AL VIA FIERACAVALLI 2014. FINOZZI: “IL VENETO SCOMMETTE SULLE GRANDI POTENZIALITÀ DEL TURISMO EQUESTRE E DELLE IPPOVIE”
di adminIn termini infrastrutturali, oltre ai centri ippici esistenti, che svolgono un importante ruolo di presidio del territorio e che sono stati catalogati in una pubblicazione realizzata in collaborazione con Veneto Agricoltura, la Regione sta lavorando alla creazione di ippovie, utilizzando i sedimi di sentieri, carreggiate, piste, vicinali e interpoderali, argini di canali, fiumi e golene. “E’ sicuramente questa la prima grande sfida che dobbiamo affrontare – precisa Finozzi – in quanto si tratta di un turismo itinerante che ha bisogno di tracciati definiti. Abbiamo già individuato alcune ippovie di particolare pregio turistico, ma quella realizzata nella Pedemontana trevigiana è sicuramente la prima nel Veneto segnalata, tabellata e dotata di punti di sosta attrezzati, gestiti da centri ippici e imprese agricole e agrituristiche. Ma non ci fermeremo qui: stiamo lavorando per poter disporre già il prossimo anno di una ippovia nella zona del Cansiglio e altre si stanno tracciando e allestendo nell’area della Pedemontana vicentina e nell’Altopiano di Asiago, già oggi frequentato da numerosi appassionati”.
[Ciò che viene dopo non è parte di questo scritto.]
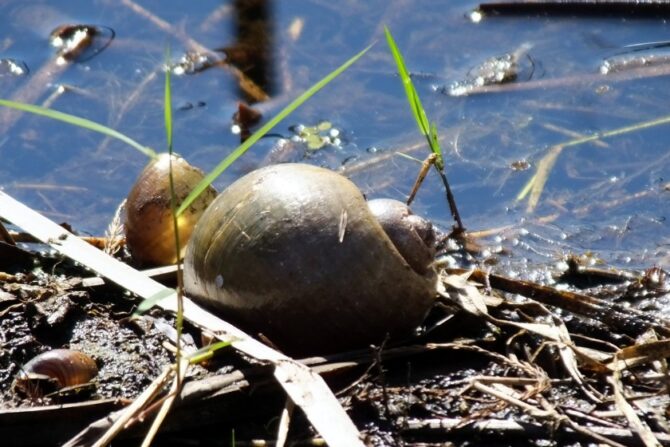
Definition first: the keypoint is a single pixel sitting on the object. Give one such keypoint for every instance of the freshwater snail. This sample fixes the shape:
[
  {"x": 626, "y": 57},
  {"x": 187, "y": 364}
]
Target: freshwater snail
[
  {"x": 294, "y": 252},
  {"x": 53, "y": 370},
  {"x": 148, "y": 224}
]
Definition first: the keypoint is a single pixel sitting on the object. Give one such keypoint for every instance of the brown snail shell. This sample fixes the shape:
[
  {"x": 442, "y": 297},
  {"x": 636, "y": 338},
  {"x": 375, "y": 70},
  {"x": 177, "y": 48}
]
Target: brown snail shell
[
  {"x": 293, "y": 252},
  {"x": 61, "y": 367},
  {"x": 148, "y": 225}
]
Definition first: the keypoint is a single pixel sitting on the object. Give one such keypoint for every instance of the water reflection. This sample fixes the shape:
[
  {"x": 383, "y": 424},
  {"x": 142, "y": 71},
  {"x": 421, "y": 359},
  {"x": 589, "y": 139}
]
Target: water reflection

Per Finozzi, la seconda grande sfida è quella di promuovere il turismo equestre veneto nei circuiti nazionali ed europei, rendendo vivaci le ippovie, animandole con eventi di interesse culturale e storico, con iniziative di valorizzazione delle aree naturali e del paesaggio rurale. “In questo senso – sottolinea l’assessore – la nuova programmazione europea del Programma di Sviluppo Rurale deve contemplare un ruolo da protagoniste per le imprese agricole situate lungo i percorsi, ma anche e soprattutto degli agriturismi che possono veramente diventare i punti di ricettività di questa nuova offerta”.
“Per una Regione come la nostra che punta a incrementare la cultura dell’accoglienza e dell’accessibilità – sottolinea inoltre Finozzi – sono importanti anche le attività di ippoterapia, grazie alle quali si ottengono straordinari risultati terapeutici e riabilitativi per il recupero funzionale e sociale di persone con handicap fisici e psichici”.
“La combinazione fra turismo equestre e turismo rurale – ha concluso Finozzi – si muove esattamente verso l’obiettivo che ci siamo dati di diversificare l’offerta rispetto ai filoni tradizionali, scoprendo nuove destinazioni, sicuramente emergenti rispetto a quelle già conosciute”.